Etian hadn’t given Zinote’s daughter more than a cursory glance before, but she—whatever her name was—was actually quite beautiful. Her eyes were a blue nearly as pale as the icy trimmings on her dress, and a sliver of white showed beneath her irises. Her hair was a pale, frozen yellow rarely seen on Children of Night.
Realizing he was staring, Etian pretended to adjust his lenses while he wiped the dumbfounded expression off his face.
“Do you think I’ll need to know your name to get on with all that?”
Pale brows jumped in outrage before returning to an icy frown. He had scored a hit.
“Royal Sow should suffice,” she bit out.
“And I suppose you’ll address me as the Royal Boar?”
Another hit. He attacked before the ice princess could counter.
“Of course, you’re welcome to call me Etian, if you would rather. Most people did before my brother was disinherited.”
“Many felicitations on your crown. I trust your backstabbing arm is not overworked?”
Etian suppressed a smile. “Felicitations on your upcoming nuptials, Lady Sow. If the strongarming works, that is.”
“I suppose we’ll know after the tournament. Exactly how many of my family’s men are you planning to murder?”
She moved fast. Etian stepped up his tempo to outpace her.
“I thought six or seven should be enough for the first night.”
“In that case, I fear I shall be indisposed and unable to attend.”
“Think you’ll get away with it?”
She sniffed. “I get away with anything in the bounds of my father’s lands.”
“That explains why you’re being such a sore loser about this marriage contract—you’re spoiled.”
“I did not lose!” Fuming made her pale eyes lighten until they were nearly clear. Had he thought she was beautiful? Girls at court were beautiful. She was gorgeous.
“I, at least, have the grace to admit when I’ve been beaten.”

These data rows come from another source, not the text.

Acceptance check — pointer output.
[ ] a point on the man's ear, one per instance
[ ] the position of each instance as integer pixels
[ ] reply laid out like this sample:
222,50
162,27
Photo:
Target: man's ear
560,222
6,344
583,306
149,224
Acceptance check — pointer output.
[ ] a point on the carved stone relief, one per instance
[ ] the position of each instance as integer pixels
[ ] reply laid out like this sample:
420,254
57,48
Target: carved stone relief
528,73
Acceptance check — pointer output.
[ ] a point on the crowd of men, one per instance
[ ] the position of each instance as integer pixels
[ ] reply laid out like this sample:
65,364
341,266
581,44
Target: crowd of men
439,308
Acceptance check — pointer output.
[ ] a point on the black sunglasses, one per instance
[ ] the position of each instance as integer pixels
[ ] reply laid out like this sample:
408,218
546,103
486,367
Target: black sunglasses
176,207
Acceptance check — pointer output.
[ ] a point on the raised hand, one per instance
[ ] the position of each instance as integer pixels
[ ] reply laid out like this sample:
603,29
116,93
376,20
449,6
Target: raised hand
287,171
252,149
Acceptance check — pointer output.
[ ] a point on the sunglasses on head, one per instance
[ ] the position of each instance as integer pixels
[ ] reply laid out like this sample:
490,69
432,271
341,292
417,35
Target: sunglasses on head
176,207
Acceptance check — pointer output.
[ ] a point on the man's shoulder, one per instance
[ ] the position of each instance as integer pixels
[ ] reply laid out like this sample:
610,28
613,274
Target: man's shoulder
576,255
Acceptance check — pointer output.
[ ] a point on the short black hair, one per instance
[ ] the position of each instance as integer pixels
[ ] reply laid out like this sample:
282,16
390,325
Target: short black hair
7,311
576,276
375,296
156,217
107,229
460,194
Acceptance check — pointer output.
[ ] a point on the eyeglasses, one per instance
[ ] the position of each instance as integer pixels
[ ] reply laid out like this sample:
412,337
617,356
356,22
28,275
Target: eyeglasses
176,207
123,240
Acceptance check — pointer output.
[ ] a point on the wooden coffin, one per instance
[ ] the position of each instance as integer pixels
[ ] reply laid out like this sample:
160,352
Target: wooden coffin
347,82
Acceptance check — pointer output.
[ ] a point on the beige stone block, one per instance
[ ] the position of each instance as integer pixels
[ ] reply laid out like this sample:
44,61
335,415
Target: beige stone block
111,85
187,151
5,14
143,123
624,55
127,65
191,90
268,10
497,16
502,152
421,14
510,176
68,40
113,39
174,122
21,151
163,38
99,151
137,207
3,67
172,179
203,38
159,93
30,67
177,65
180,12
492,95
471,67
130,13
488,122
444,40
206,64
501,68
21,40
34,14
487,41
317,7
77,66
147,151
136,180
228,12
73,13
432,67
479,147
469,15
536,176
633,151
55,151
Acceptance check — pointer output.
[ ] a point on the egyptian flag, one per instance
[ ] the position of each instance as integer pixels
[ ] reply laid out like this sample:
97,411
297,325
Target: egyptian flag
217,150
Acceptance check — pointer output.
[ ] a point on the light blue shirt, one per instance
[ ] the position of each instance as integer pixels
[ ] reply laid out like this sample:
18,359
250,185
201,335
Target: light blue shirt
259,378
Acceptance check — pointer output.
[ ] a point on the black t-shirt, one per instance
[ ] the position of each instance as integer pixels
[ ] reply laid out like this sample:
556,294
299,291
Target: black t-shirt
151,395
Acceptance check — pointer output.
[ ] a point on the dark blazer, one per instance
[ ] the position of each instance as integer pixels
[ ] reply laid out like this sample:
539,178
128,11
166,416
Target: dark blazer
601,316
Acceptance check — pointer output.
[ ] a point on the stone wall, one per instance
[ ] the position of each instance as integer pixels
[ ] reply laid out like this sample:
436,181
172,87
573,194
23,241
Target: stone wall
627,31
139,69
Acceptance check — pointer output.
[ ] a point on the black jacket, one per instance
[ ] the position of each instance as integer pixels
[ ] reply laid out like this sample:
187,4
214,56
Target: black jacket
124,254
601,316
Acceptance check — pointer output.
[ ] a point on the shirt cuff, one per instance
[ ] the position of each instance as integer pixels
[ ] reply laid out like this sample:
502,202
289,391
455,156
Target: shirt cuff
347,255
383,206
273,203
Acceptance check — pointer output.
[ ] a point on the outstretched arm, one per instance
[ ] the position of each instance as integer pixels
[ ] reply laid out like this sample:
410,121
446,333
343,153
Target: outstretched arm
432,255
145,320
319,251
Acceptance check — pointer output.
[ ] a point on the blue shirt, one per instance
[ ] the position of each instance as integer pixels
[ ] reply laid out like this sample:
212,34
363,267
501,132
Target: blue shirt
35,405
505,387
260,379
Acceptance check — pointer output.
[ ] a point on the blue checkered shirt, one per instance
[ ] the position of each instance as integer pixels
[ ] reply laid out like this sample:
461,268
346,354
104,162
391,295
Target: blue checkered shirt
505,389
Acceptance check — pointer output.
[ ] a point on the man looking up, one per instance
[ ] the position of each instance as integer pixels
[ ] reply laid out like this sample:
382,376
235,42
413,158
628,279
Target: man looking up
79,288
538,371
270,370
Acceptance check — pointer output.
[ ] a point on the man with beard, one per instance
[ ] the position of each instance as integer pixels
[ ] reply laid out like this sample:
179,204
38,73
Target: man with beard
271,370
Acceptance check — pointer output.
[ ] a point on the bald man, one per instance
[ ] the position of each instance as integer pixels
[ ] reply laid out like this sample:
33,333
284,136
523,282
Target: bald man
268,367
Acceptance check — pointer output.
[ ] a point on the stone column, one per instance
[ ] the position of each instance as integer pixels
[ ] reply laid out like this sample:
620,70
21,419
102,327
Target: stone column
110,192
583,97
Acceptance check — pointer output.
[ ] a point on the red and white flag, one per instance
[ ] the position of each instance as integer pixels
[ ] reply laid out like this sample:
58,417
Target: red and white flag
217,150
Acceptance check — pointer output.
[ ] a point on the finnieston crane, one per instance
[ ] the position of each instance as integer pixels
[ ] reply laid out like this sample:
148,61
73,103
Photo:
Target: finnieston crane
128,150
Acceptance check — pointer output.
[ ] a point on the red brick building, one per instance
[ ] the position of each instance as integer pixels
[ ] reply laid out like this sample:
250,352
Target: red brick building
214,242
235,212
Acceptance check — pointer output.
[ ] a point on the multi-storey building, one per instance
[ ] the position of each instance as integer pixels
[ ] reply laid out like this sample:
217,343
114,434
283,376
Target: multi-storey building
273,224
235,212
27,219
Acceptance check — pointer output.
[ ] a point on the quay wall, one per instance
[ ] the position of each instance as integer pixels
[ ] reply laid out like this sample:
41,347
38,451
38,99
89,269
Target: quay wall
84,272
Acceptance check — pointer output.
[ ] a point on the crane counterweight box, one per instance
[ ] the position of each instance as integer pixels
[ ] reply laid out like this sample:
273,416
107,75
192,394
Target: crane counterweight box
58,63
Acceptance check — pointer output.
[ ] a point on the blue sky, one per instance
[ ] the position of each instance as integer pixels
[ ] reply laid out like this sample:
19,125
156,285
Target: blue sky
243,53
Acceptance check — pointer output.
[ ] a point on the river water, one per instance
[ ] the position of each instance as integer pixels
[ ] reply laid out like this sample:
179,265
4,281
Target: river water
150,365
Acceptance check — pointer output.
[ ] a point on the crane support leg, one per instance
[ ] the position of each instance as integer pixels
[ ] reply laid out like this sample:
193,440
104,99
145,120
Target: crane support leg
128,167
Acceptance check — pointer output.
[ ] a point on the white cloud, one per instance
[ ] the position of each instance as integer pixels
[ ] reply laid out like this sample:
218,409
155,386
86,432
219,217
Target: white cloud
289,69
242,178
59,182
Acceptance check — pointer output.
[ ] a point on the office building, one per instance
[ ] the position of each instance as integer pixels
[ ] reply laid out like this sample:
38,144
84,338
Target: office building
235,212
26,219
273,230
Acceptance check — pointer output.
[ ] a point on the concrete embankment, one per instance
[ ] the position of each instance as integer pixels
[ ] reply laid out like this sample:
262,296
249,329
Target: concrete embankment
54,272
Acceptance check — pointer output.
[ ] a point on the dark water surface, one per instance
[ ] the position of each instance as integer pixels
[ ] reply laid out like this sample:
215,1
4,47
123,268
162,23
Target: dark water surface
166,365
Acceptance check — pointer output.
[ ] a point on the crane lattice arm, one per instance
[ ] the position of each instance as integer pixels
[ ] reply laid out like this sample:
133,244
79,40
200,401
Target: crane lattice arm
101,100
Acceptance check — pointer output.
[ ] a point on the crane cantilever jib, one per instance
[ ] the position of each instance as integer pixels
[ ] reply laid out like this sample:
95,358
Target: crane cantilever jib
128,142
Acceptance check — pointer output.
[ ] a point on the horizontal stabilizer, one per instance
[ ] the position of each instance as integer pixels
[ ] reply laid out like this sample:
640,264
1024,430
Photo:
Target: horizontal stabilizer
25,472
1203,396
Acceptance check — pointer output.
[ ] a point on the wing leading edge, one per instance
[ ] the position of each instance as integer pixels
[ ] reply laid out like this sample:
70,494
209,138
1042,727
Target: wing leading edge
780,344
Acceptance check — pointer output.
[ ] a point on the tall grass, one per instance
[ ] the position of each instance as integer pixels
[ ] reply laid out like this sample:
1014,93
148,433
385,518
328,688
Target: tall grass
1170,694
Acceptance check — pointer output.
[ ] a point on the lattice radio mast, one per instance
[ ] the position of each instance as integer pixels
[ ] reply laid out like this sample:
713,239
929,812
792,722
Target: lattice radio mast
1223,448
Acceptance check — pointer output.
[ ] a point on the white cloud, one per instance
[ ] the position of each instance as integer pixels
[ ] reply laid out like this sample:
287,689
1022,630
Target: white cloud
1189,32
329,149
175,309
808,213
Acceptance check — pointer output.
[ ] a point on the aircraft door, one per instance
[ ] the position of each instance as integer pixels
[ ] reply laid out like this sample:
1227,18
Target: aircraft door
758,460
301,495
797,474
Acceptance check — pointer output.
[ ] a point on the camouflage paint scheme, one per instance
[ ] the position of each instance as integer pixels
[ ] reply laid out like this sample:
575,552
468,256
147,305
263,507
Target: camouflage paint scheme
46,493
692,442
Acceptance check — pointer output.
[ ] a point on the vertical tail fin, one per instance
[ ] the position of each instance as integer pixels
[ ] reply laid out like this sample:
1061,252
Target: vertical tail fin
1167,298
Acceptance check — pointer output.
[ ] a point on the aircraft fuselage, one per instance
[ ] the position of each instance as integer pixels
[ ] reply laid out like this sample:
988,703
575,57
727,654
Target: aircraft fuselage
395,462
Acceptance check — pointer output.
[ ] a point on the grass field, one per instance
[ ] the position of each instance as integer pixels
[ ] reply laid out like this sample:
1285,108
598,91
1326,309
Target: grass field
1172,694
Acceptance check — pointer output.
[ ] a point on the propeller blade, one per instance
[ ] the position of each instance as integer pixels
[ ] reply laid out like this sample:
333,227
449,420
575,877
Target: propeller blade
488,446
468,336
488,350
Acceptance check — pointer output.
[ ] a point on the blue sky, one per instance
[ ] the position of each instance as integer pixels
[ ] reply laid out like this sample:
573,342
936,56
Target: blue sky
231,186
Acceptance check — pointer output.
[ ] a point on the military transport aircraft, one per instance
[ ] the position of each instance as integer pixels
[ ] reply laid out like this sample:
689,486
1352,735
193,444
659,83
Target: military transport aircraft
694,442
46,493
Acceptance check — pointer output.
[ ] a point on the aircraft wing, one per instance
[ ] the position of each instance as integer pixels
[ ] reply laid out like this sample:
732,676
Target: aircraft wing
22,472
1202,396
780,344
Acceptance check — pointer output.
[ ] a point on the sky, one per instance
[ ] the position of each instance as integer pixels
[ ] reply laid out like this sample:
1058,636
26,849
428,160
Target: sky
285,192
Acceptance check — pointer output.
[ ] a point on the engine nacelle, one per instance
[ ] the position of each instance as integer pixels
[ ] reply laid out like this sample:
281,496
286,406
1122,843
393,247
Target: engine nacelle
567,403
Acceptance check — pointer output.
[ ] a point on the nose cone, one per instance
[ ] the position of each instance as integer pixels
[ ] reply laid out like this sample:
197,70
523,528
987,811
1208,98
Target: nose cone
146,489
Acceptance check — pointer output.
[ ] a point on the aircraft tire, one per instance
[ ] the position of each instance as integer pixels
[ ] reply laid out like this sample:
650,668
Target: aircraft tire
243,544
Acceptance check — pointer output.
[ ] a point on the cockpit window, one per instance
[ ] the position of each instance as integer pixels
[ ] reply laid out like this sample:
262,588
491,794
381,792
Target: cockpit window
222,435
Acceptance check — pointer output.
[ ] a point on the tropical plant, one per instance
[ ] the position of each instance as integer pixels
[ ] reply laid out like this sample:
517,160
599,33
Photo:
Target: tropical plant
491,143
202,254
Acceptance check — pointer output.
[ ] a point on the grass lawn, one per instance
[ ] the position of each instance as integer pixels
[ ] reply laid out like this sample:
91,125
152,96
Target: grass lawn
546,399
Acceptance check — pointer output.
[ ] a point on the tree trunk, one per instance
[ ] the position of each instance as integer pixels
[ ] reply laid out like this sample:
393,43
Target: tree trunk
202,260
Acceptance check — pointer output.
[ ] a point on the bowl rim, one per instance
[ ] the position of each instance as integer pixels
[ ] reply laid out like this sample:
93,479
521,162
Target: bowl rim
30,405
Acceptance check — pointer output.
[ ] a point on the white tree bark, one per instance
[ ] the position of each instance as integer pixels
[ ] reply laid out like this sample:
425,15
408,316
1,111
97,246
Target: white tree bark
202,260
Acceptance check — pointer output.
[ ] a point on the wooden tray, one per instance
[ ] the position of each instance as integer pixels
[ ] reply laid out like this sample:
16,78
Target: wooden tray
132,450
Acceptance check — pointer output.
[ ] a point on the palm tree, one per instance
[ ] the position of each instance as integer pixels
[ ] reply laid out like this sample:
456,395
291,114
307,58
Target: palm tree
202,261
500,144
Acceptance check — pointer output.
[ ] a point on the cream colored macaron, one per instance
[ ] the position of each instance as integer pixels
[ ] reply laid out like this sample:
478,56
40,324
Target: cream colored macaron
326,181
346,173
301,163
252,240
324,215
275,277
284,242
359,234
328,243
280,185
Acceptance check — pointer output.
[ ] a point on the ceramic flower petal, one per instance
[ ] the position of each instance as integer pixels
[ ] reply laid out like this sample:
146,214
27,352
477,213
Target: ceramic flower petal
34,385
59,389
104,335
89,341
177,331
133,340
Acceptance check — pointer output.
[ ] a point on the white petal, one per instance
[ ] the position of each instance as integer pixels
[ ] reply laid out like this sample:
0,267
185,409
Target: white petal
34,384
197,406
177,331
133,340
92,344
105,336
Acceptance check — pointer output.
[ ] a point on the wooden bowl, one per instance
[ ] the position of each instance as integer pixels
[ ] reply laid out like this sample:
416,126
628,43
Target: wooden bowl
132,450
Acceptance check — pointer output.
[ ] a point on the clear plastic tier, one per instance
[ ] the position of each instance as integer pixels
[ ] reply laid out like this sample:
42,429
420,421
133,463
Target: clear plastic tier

“If royalty suffers defeat, it is because they were not smart or fast enough to change the rules in their favor.”
A hit to her.
Etian laughed. “I can’t contradict you there. The best I can do is change the rules in my favor. Tell me your name and I’ll change my tournament plans: no deaths by my sword.”
“But many by another weapon?”
“I’ve been ordered by His Majesty to make a show of the royal blood magic. I can try not to kill anyone with it, but I can’t make promises. I’m not yet practiced enough with spells to be certain of the same precision as the sword.”
“Naturally, there will be no way for me to discern between accidental deaths and intentional ones?”
He considered this. “No, I don’t think there is a way. Though I’m told I have a very obvious pout when I fail at something.”
Her eyes narrowed. Even thinned like that, the slivers of white showed beneath her irises.
The answer came to him.
“There’s a specific guardsman you’re worried about,” he guessed.
“One man with a sword is much the same as every other.”
“Except for this one.” Etian did a quick search of the knights and men-at-arms and found one square-jawed man of about twenty downing ale and glaring up at the lord’s daughter from beneath heavy, lowered brows. No chivalric insignia, so just a common soldier. “You love him.”
“I do not love.” She turned her icy gaze to the opposite side of the room from the man in question.
The soldier looked like a brawler, puffed-up ear and squashed nose. Everyone but Thorns had been required to remove their weapons in the king’s presence, but the man had the breadth of chest and arms that came from years of swinging a greatsword.
“I won’t kill him.”
Not even a twitch. “Kill whom?”
“I am going to have to beat him, however. You know as well as I do that the newly crowned prince can’t lose some rural tournament to a nobody, even for the sake of his future wife. If you don’t want him to be maimed for life, tell your paramour to stay down when I put him down.”
Etian had fought enough different types to know that the odds of a man who looked like that listening to such a plea were infinitesimal, but she could try. Maybe an ice princess would succeed where lesser women would fail.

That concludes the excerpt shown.